Słownik AI
Kompletny słownik sztucznej inteligencji
Hierarchical Reinforcement Learning (HRL)
Reinforcement learning paradigm structuring policies into multiple hierarchical levels where meta-policies control specialized sub-policies to solve complex tasks in a modular manner.
Options Framework
Formalism introduced by Sutton et al. generalizing atomic actions into temporal options consisting of a policy, an initiation condition, and an intra-temporal termination condition.
Meta-controller
High-level policy in HRL responsible for selecting and activating appropriate sub-policies based on global objectives and the current state of the environment.
Sub-controller
Low-level policy executing primitive actions or specific skills under the supervision of the meta-controller to accomplish localized sub-tasks.
Temporal Abstraction
Fundamental principle in HRL allowing to group action sequences into coherent temporal units (options) to reduce the temporal complexity of learning.

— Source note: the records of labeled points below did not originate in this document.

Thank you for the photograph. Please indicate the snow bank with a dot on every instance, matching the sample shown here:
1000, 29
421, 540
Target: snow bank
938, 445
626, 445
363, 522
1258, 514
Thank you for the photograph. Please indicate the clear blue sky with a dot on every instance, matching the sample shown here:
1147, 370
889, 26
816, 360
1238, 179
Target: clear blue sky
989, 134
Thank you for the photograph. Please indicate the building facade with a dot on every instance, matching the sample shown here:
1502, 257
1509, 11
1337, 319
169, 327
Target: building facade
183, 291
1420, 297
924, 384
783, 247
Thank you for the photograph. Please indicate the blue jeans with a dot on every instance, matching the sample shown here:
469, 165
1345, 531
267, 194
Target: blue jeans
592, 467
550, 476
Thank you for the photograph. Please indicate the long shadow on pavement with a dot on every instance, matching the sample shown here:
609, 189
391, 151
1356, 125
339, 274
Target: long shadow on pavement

Feudal Reinforcement Learning
Hierarchical architecture inspired by feudal systems where high-level managers define goals for low-level workers who locally optimize their rewards.
MAXQ Framework
HRL approach decomposing the value of a hierarchical policy into additive contributions of sub-tasks, allowing for automatic and reusable problem decomposition.
Goal-conditioned Policies
Policies parameterized by specific goals allowing agents to learn generalizable behaviors that can be reused for different sub-objectives.
Intrinsic Motivation
Mechanism generating internal rewards based on novelty, curiosity or mastery to guide autonomous exploration of hierarchical skills.
Skill Discovery
Automatic process of identifying and extracting reusable behaviors (skills) from interaction with the environment without explicit external supervision.
Hierarchical Actor-Critic (HAC)
HRL architecture combining multi-level actor-critics where each level simultaneously learns a policy and a value function for its respective time horizon.

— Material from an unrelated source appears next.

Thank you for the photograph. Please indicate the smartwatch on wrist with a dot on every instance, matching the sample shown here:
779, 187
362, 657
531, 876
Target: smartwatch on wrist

Hierarchical Deep Q-Network (hDQN)
Hierarchical extension of DQN using separate value networks for high and low-level policies, with pre-trained options as abstract actions.
State Abstraction
Technique reducing state dimensionality by grouping similar observations relevant for each hierarchical level, improving learning efficiency.
Termination Function
Function determining when an option should stop and return control to the upper level, crucial for temporal coordination between hierarchical levels.
Initiation Function
Function defining the conditions under which an option can be activated, ensuring that sub-policies only execute in appropriate states.
Policy over Options
High-level policy that selects among available options rather than primitive actions, forming the decision core of HRL systems.
Hindsight Experience Replay (HER)
Technique that augments past experiences by reinterpreting failures as successes for alternative goals, particularly effective in hierarchical frameworks.
Subgoal Discovery
Process of automatically identifying relevant intermediate states that serve as natural transition points between hierarchical decision-making levels.
Hierarchical Policy Gradient
Gradient optimization method adapted for hierarchical policies, propagating gradients through multiple decision levels simultaneously.
Option-Critic Architecture
End-to-end framework that simultaneously learns intra-option policies, terminations, and policies over options using gradient descent.